I have a data frame with boolean data per column. I want to know the length (count) of each period when there were consecutive FALSE values but with the possibility of having TRUE value in between, if it doesn't exceed 10 raws in a row. If there are more than 10 TRUE values in a row, then the counting should start from 0 from the next FALSE values. Eventually I want to have the number of such periods per column and length of each period. I know there are plenty posts on finding number of consecutive TRUE values, but nothing on the possibility of using conditions.

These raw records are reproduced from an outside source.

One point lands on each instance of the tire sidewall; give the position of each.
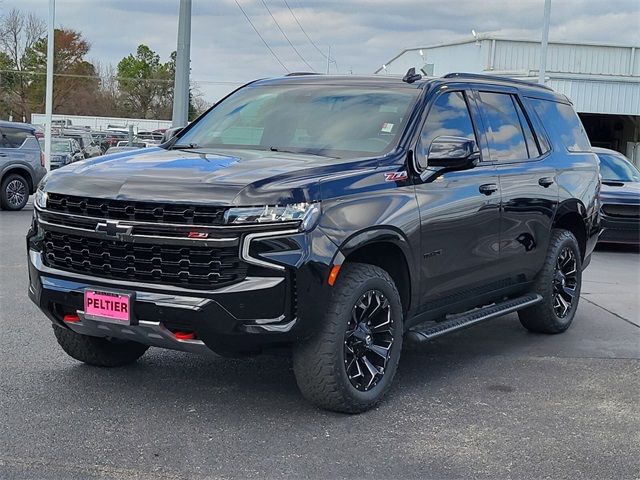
(392, 296)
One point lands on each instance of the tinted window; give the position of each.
(448, 116)
(319, 119)
(504, 132)
(532, 144)
(617, 168)
(562, 121)
(13, 138)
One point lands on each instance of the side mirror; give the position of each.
(453, 152)
(170, 133)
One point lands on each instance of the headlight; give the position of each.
(305, 213)
(41, 198)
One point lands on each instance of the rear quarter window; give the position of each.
(562, 122)
(13, 137)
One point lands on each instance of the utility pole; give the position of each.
(48, 111)
(180, 115)
(328, 59)
(545, 42)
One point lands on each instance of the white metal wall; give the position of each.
(100, 123)
(597, 78)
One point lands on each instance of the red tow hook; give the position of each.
(70, 318)
(185, 335)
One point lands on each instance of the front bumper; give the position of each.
(616, 230)
(257, 313)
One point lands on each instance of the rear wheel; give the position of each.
(14, 192)
(559, 283)
(98, 351)
(350, 363)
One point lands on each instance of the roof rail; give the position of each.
(300, 74)
(480, 76)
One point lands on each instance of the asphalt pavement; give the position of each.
(490, 402)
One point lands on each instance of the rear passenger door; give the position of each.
(527, 179)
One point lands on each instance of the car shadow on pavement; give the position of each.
(207, 383)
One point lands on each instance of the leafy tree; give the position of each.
(18, 33)
(75, 82)
(146, 83)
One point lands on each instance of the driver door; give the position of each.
(459, 212)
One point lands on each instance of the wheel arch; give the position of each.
(387, 248)
(572, 215)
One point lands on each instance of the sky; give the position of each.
(362, 34)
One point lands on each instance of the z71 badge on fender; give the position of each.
(395, 176)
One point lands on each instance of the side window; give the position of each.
(562, 121)
(449, 115)
(504, 132)
(532, 145)
(12, 137)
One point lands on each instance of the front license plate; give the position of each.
(108, 306)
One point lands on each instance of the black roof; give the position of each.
(21, 126)
(395, 81)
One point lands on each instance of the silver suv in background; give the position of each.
(21, 164)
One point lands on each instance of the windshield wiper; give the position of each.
(185, 147)
(304, 152)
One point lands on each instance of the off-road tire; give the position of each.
(98, 351)
(319, 363)
(542, 318)
(13, 179)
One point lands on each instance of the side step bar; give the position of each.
(426, 332)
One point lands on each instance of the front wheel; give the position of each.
(559, 284)
(14, 192)
(350, 363)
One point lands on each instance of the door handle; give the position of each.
(545, 182)
(488, 188)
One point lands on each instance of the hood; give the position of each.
(621, 191)
(221, 177)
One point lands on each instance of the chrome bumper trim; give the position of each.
(249, 283)
(148, 333)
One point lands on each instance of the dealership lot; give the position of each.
(488, 402)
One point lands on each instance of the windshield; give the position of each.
(57, 146)
(319, 119)
(617, 168)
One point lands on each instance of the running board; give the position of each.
(467, 319)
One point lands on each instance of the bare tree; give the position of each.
(19, 32)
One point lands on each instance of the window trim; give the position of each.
(446, 89)
(515, 96)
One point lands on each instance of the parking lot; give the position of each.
(492, 401)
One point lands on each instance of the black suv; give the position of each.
(331, 217)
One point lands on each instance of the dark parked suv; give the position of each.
(331, 217)
(21, 164)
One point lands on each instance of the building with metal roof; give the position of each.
(602, 80)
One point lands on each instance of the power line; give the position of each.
(261, 37)
(304, 31)
(128, 79)
(286, 37)
(308, 37)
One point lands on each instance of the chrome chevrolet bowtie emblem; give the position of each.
(113, 228)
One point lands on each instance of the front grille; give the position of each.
(623, 211)
(185, 266)
(139, 211)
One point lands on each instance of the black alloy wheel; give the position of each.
(565, 281)
(368, 340)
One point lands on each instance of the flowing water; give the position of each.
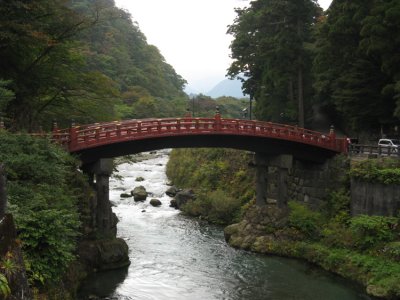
(176, 257)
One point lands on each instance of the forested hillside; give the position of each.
(82, 60)
(299, 61)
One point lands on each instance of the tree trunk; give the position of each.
(300, 80)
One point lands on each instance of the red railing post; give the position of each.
(118, 130)
(73, 137)
(332, 136)
(2, 123)
(217, 120)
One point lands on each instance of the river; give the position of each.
(176, 257)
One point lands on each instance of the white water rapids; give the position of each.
(180, 258)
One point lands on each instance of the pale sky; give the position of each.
(190, 34)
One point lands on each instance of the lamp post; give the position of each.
(244, 113)
(250, 106)
(193, 106)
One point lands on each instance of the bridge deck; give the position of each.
(79, 138)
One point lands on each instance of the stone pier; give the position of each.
(272, 191)
(3, 195)
(99, 177)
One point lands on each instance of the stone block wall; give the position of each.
(309, 182)
(374, 198)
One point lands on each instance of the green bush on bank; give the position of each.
(220, 177)
(385, 171)
(43, 201)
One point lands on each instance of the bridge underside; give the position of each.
(269, 146)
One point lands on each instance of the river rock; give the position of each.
(172, 203)
(139, 193)
(184, 196)
(155, 202)
(104, 254)
(125, 195)
(172, 191)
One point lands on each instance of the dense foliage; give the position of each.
(221, 180)
(271, 48)
(362, 248)
(386, 171)
(345, 62)
(43, 190)
(84, 60)
(357, 63)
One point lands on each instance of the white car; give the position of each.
(389, 143)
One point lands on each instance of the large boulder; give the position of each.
(183, 197)
(139, 193)
(172, 191)
(155, 202)
(104, 254)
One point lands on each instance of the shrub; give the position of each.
(386, 171)
(304, 219)
(370, 231)
(43, 202)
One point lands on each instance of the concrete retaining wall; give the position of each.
(374, 198)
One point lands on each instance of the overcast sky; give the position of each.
(190, 34)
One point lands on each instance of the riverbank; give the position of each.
(364, 249)
(265, 230)
(178, 257)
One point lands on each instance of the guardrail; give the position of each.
(78, 138)
(360, 149)
(3, 195)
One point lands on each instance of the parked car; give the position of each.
(389, 143)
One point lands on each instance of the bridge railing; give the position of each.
(86, 136)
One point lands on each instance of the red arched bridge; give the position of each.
(105, 140)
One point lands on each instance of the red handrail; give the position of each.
(82, 137)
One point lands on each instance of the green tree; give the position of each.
(271, 48)
(356, 66)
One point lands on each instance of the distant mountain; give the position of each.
(190, 91)
(227, 87)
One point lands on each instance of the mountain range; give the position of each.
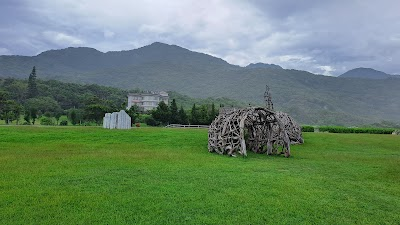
(309, 98)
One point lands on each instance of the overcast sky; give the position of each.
(324, 37)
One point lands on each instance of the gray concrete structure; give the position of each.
(148, 100)
(117, 120)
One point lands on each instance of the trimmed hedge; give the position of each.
(334, 129)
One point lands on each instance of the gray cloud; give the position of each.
(326, 37)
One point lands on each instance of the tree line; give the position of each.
(25, 101)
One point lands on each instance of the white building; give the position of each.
(147, 101)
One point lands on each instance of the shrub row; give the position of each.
(334, 129)
(307, 129)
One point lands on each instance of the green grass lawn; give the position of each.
(90, 175)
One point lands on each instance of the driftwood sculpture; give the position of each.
(259, 129)
(249, 128)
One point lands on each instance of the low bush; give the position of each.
(151, 121)
(47, 121)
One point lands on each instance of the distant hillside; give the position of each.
(263, 65)
(367, 73)
(309, 98)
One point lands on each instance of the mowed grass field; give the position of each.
(90, 175)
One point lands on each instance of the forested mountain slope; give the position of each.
(309, 98)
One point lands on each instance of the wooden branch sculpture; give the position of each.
(260, 127)
(256, 128)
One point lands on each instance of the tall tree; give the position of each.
(161, 113)
(213, 114)
(194, 116)
(183, 119)
(32, 87)
(174, 112)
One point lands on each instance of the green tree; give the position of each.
(174, 112)
(213, 114)
(96, 108)
(33, 114)
(203, 115)
(95, 112)
(194, 116)
(32, 86)
(161, 113)
(133, 112)
(9, 111)
(74, 116)
(43, 105)
(183, 119)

I tried to use rleid function together with rowid from the data.table package, but all I got was the same of consecutive TRUE values. Here is the code I used to test on a random vector:
rowid(rleid(a))*a
From there on I am stuck.
Ideally from the vector
a <- c(FALSE, FALSE, FALSE, TRUE, TRUE, FALSE, TRUE, TRUE, FALSE, TRUE, TRUE, TRUE, TRUE,TRUE, TRUE,TRUE, TRUE,TRUE, TRUE, FALSE, FALSE)
I want to get a vector: 9, 2
CodePudding user response:
Replace the TRUE values with NA, fill in the NA's with false if there are 9 or fewer and then replace the NA's with TRUE. Then use rle.
library(magrittr)
library(zoo)
a %>%
replace(., ., NA) %>%
na.locf0(maxgap = 9) %>%
replace(., is.na(.), TRUE) %>%
rle %>%
with(lengths[!values])
## [1] 9 2
CodePudding user response:
Just use rle
and hack the result to set a sequence of less than 10 TRUE
to be FALSE
. Not clear your desired output, but you can try something like:
r<-rle(a)
r$values[r$lengths<10 & r$values==TRUE]<-FALSE
(r2<-rle(inverse.rle(r)))
#Run Length Encoding
# lengths: int [1:3] 9 10 2
# values : logi [1:3] FALSE TRUE FALSE
r2$lengths[!r2$values]
#[1] 9 2